12 Orthogonal Matrices

Transformations that preserve lengths and angles. Numerically ideal due to optimal conditioning (\(\kappa_2(\bQ) = 1\)).

Orthogonal transformations rotate or reflect space without stretching it. Because they preserve lengths, they do not amplify errors in the Euclidean norm. This is why stable numerical linear algebra tries to use orthogonal transformations whenever possible.

12.1 Orthogonality and Orthonormal Bases

Definition: Orthogonal Vectors

\(\bx, \by \in \fR^n\) are orthogonal if \(\bx^T\by = 0\).

Mutually Orthogonal Set: \(\bv_i^T\bv_j = 0\) for all \(i \neq j\).

Definition: Orthonormal Basis

A set \(\{\bq_1, ..., \bq_n\}\) where \(\bq_i^T\bq_j = \delta_{ij}\) (unit length and mutually orthogonal).

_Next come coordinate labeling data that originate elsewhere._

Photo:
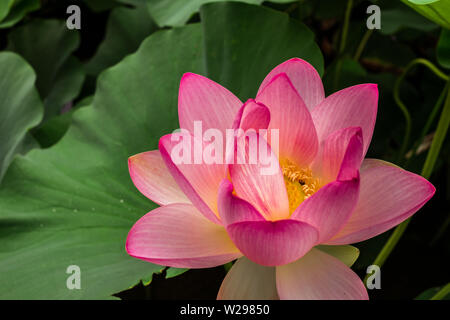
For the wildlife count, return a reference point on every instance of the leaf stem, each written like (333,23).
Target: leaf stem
(427,169)
(429,122)
(441,294)
(402,106)
(348,11)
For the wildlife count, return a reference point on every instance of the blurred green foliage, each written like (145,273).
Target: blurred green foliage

Matrix Form: If \(\bQ = [\bq_1, ..., \bq_n]\), then \(\bQ^T\bQ = \bI\).

Remark

(Efficiency in Orthonormal Bases) In an orthonormal basis, the coefficients of a vector \(\bv = \sum c_i \bq_i\) are given by standard inner products: \(c_i = \bq_i^T\bv\). This allows the solution of a linear system, which generally requires \(O(n^3)\) operations, to be computed using a sequence of inner products in \(O(n^2)\) time.

Exercise

Verify \(\bq_1 = \frac{1}{\sqrt{2}}(1, 1)^T, \bq_2 = \frac{1}{\sqrt{2}}(1, -1)^T\) is an orthonormal basis using the result above.
Express \(\bv = (3, -1)^T\) in this basis using the result above.
Prove that any set of \(n\) mutually orthogonal nonzero vectors is linearly independent.

Definition: Orthogonal Matrix

Square matrix \(\bQ\) where \(\bQ^T = \bQ^{-1}\). Columns (and rows) form an orthonormal basis.

Example

(Rotation and reflection) In \(\fR^2\), \[ \begin{align} \begin{pmatrix}\cos\theta&-\sin\theta\\ \sin\theta&\cos\theta\end{pmatrix} \quad \text{rotates, while} \quad \begin{pmatrix}1&0\\0&-1\end{pmatrix} \quad \text{reflects.} \end{align} \] Both are orthogonal. The determinant distinguishes orientation: rotations have determinant \(1\), reflections have determinant \(-1\).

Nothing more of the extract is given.